La Septième Croix – Anna Seghers



Metailié Ed. 2020


Automne 1936. L’Allemagne d’Hitler. En ces temps obscurs où le poids d’une vie n’est rien et que se construit peu à peu le pire, l’hiver d’un monde, les millions de morts d’une guerre que l’on aurait pu éviter ...

Au cœur du nazisme bientôt triomphant, quand le pouvoir en place nasse peu à peu l’opposition politique, quand incarcérer et exécuter deviennent maitres mots de la mainmise d’hommes sur d’autres ; quand la seule alternative vers la survie est la clandestinité ou l’exil ; quand certaines minorités se taisent, se cachent, commencent à subir dans leurs chairs ; quand les majorités revanchardes se font opportunistes, inhumaines et intraitables … quand les places bonnes à prendre le sont au prix du sang des autres.

Région de Francfort. La petite ville de Westhofen … son camp de rééducation, déjà d’extermination ... mais chut !

Les opposants régionaux devenus proies, gibier et bêtes traquées y sont enfermés, sont promis à la torture, à la mort et à la dissolution dans l’inexistant.

Sept détenus du camp s’évadent et s’éparpillent dans la nature.
Qui en réchappera ?

L’Ordre Nouveau n’admet pas l’erreur : le directeur du camp est désormais sur un siège éjectable, il cherche à se racheter, piste les fuyards. Une machinerie policière bien huilée se met en marche, en retrouve quelques-uns. Une torture particulière les attend … à titre d’exemple. Le Reich doit se montrer sans failles et sans pitié.

Sept platanes dans la cour du camp. Les arbres sont décapités à l’amorce des premières branches. Sur chacun une planche est clouée à hauteur d’épaules. Sept croix en attente de sept corps suppliciés sous les yeux des autres détenus.

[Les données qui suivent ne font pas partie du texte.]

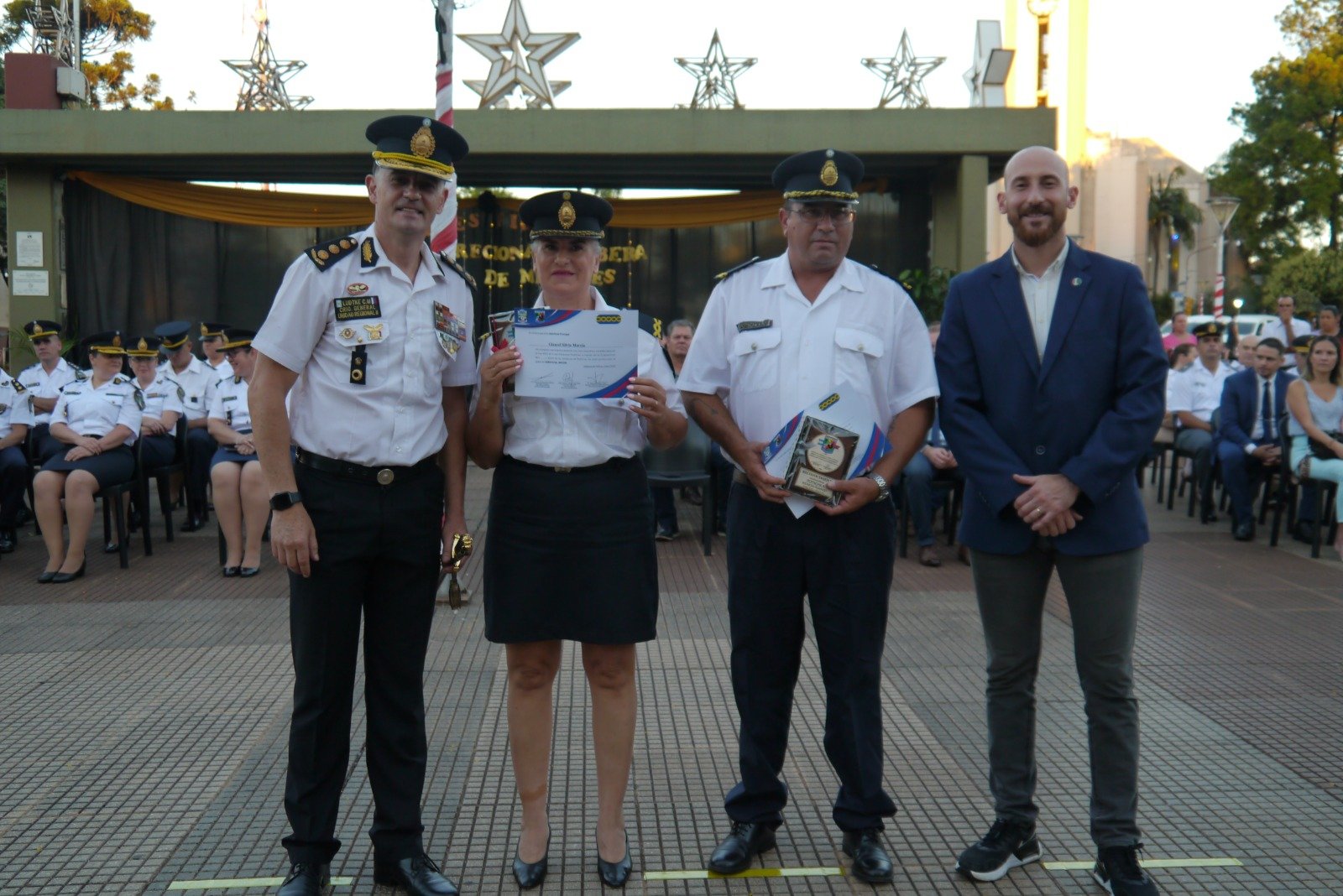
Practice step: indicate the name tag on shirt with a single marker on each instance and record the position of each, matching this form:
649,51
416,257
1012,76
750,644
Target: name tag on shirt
358,307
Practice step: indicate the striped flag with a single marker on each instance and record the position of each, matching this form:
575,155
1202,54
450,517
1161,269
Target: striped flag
443,233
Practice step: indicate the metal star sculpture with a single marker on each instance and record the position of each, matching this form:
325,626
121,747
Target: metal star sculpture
264,76
517,62
716,76
904,74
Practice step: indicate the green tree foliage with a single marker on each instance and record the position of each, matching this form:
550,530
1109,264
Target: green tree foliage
1170,217
107,29
1313,278
1288,165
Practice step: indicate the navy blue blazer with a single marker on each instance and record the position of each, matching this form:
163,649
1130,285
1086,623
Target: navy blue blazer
1090,409
1240,396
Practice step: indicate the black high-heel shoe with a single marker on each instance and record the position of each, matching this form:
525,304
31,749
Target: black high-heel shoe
530,875
615,873
60,578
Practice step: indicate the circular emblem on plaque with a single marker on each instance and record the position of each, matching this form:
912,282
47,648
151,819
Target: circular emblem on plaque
422,143
567,215
825,455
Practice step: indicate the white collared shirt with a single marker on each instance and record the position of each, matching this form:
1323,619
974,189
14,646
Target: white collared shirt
161,396
15,405
1199,389
395,414
1041,293
196,380
583,432
769,352
47,385
96,411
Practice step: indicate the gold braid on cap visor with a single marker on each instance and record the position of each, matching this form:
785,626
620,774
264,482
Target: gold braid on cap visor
405,161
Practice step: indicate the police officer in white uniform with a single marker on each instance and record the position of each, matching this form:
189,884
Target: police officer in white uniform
196,380
44,381
371,338
1194,394
97,420
776,337
15,420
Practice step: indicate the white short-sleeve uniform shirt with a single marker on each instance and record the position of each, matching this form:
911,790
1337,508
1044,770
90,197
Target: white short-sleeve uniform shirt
583,432
96,411
414,337
769,352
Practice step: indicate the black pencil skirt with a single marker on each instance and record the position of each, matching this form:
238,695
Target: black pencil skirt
570,555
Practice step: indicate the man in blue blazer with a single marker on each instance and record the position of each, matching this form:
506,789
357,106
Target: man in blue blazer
1246,434
1053,381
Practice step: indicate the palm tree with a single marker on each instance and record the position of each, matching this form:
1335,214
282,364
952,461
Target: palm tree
1170,217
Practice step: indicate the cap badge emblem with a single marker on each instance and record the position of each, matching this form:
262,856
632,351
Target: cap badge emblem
422,143
567,214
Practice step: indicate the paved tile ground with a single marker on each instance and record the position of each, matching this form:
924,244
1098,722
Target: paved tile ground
144,718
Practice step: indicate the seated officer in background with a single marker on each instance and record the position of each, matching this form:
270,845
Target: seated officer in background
198,381
15,419
44,381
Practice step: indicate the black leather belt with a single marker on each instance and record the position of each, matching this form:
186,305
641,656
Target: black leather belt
380,475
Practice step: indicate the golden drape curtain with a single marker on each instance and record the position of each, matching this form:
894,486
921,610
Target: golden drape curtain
259,208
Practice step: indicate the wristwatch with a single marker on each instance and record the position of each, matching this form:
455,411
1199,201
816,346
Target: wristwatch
285,499
883,488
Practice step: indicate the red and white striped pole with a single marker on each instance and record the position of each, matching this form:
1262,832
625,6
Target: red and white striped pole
443,232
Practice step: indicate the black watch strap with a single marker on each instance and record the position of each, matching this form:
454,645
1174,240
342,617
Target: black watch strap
285,499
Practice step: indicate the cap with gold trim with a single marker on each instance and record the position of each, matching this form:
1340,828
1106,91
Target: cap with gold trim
415,143
107,342
819,176
566,212
144,347
174,334
237,338
42,329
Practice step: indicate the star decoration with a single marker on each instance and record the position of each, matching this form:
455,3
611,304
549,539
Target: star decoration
264,76
987,76
517,62
716,76
904,74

Sept bêtes traquées au milieu des hommes leurs frères ; Sept errances tissées de peurs, de matins gelés, de nuits glacées à la belle étoile, de corps fiévreux et faibles, d’une faim de chaque instant qui taraude et ronge, de lendemains incertains et fragiles : de la manière dont est traversée chaque seconde dépend l’issue de la suivante.
Sept hommes parmi les fauves : les jeunesses hitlériennes, jeunes loups à qui on a appris le goût du sang ; les chefs de quartiers et d’immeubles aux oreilles affûtées et collées contre les murs ; les chemises brunes bientôt noires à la main leste armée de matraque plombée ; certains entrepreneurs à l’affût de la course à l’armement …
Sept hommes parmi les faibles, les traitres et les lâches : ceux pour qui vendre autrui devient un art de vivre, certains maires dans la crainte de n’en faire pas assez, de déplaire ; ceux pour qui se taire est la seule solution. La mort suspendue au moindre mot, la délation si facile, c’est l’autre que l’on torture, c’est à la porte du voisin que la Gestapo frappe.

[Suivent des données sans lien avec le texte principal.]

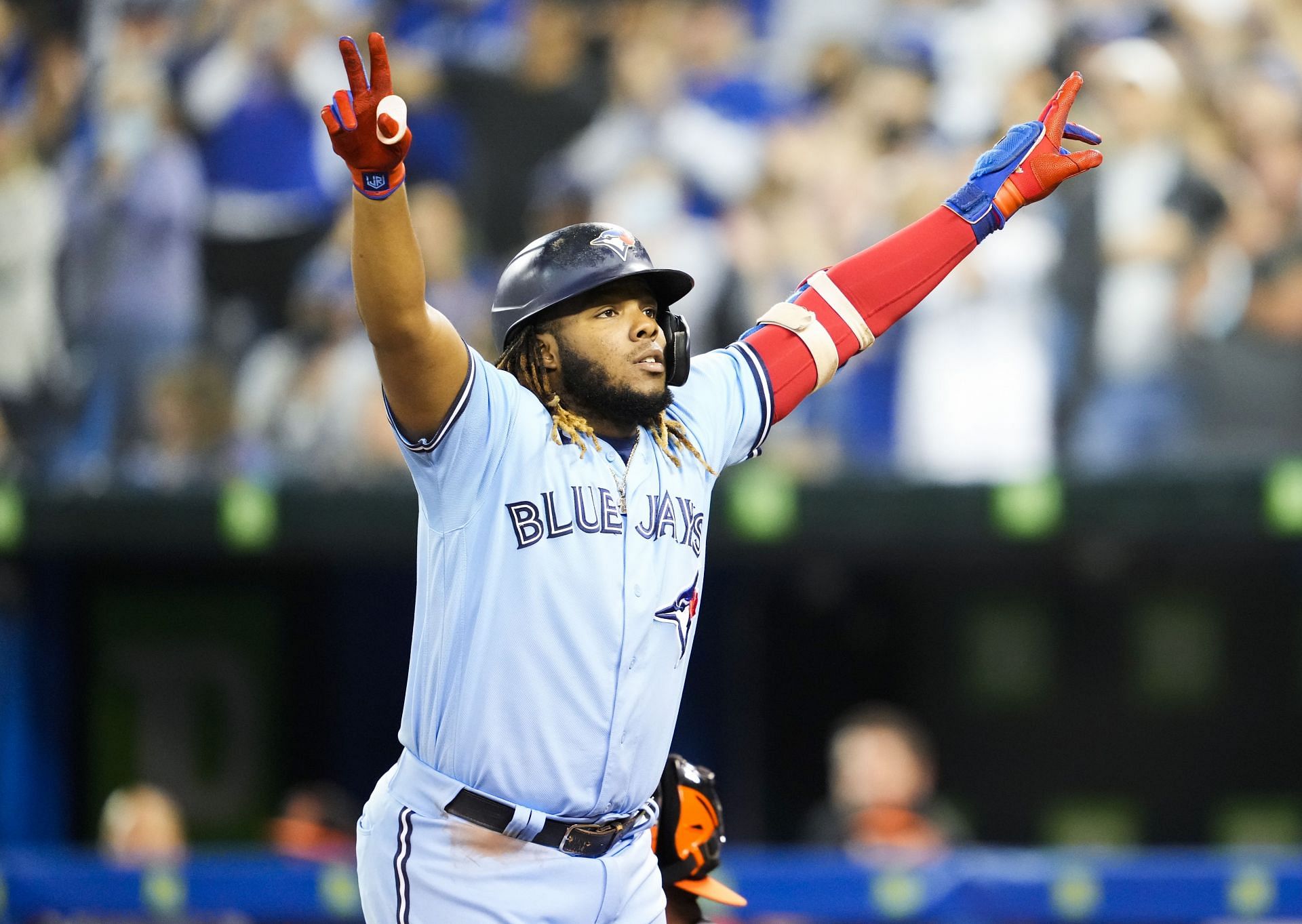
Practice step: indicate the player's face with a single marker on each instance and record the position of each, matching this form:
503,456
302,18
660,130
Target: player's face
608,355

Une traque, presque une chasse à courre, en automne, dans la campagne, les villes et villages du pays rhénan

Ceux rattrapés et crucifiés : corps décharnés que seules les âmes désormais tiennent debout sous le poids de souffrance de leur propre corps.

Seghers nous montre l’automne d’une nature en attente d’hiver, les feuilles mortes tombées des arbres, le froid que l’on pressent déjà à quelques semaines de là à peine, l’humidité en attente de règne sans partage, le brouillard en lentes écharpes entre les croix des suppliciés, au fond des ravines et effaçant les rues étroites des villes et des villages.

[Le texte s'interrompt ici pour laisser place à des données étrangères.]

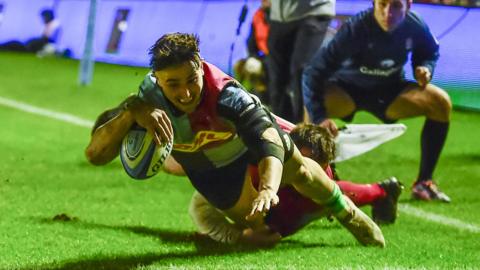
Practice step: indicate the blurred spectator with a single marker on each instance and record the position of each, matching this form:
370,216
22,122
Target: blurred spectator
252,71
297,30
42,45
465,3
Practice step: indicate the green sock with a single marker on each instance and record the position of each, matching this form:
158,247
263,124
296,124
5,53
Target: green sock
337,203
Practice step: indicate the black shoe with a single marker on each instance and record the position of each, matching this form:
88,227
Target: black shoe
428,191
384,211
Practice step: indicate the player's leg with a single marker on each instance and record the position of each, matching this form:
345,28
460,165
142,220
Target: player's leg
309,37
433,103
280,46
310,180
382,196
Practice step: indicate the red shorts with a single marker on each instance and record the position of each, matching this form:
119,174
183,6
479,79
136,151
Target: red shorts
294,210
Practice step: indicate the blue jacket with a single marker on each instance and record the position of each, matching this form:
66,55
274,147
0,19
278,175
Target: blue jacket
364,55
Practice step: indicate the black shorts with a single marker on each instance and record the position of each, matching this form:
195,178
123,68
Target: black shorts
375,101
222,186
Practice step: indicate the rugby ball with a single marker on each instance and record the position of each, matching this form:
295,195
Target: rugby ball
141,157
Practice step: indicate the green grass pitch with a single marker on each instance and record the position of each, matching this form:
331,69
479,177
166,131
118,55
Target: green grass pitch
114,222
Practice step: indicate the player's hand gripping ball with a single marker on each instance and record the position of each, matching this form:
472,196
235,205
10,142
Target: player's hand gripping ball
141,157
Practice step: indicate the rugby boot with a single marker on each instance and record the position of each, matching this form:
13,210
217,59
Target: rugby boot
362,226
384,211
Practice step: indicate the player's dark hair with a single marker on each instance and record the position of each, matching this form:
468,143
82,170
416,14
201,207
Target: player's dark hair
47,15
174,49
317,138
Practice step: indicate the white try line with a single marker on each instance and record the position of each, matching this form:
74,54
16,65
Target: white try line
72,119
451,222
65,117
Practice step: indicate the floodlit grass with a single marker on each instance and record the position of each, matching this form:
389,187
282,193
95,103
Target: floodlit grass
59,212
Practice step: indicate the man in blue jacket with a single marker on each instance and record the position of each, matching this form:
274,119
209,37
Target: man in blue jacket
362,69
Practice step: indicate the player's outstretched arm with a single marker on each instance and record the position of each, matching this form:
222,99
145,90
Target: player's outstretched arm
108,132
112,125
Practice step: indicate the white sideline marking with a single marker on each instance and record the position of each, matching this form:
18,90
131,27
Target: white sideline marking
413,211
406,209
65,117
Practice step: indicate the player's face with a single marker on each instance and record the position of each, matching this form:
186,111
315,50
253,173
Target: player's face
389,14
182,85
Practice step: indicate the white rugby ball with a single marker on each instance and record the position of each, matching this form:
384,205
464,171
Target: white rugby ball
141,157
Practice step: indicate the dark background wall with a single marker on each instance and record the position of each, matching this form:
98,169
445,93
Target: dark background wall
216,23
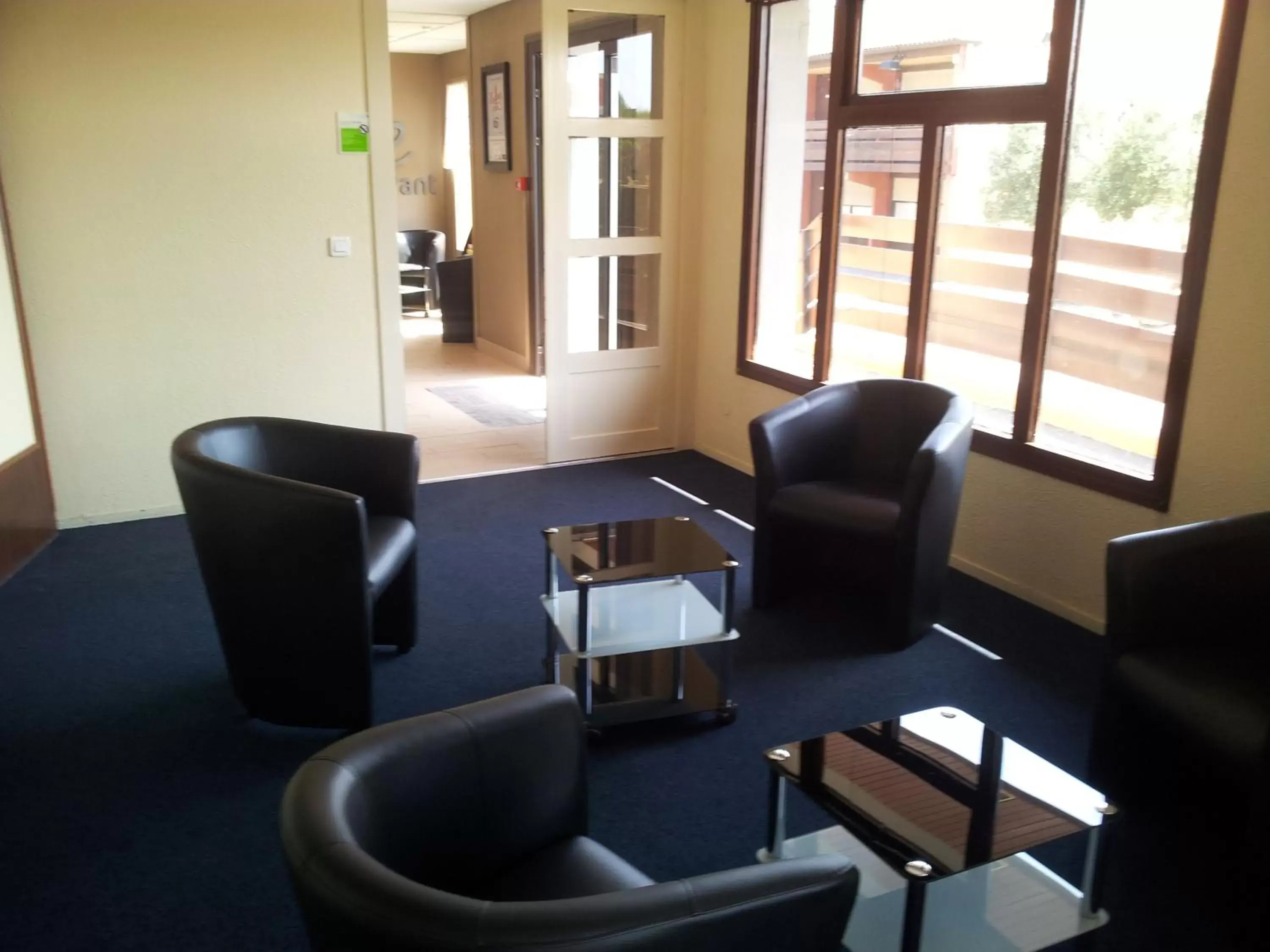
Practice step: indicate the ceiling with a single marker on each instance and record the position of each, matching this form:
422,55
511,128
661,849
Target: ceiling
431,26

En parallèle, presque en copie conforme, Seghers nous montre l’automne d’une nation, encore peu consciente du déclin des petits jours qui s’annoncent, du grand hiver guerrier en approche rapide, de l’obscurité qui gagne la lumière. Une nation que certains croient voir encore dans la splendeur de l’été. Chroniques d’une mort annoncée

L’auteur nous montre le quotidien des hommes sous l’emprise d’un règne de brutes, les mécanismes de survie mis en place par les opprimés ne serait-ce que pour voir le lendemain. Elle nous décrit l’étau d’état qui broie tout ce qui ne le sert pas. Seghers nous montre l’hibernation, le repli sur le silence de certaines convictions politiques et religieuses, la nécessité vitale de se taire, de montrer un visage impénétrable. Le règne des bouches cousues s’impose en règle de simple survie, sur ce que fait et dit l’autre, sur ce que l’on fait et dit soi-même, le voisin l’amant le conjoint l’ami de toujours comme ennemis mortels potentiels.

Seghers emmène son lecteur et ses évadés au contact de toutes les couches de la population, au contact de tous les âges, elle observe leurs réactions au regard de leurs faiblesses et forces respectives. La septuple évasion réactive les réseaux de résistance endormis quand sauver le maximum de fuyards devient symbole : sept grains de sable enrayant une machine bien huilée comme promesses de petites lumières vacillantes au bout d’un long tunnel traversé de vents coulis.

Anna Seghers : écrivaine aux œuvres littéraires victimes d’autodafés, intellectuelle, communiste, arrêtée puis relâchée par la Gestapo, contrainte à l’exil vers la France puis le Mexique où « La septième croix » parut en 1942.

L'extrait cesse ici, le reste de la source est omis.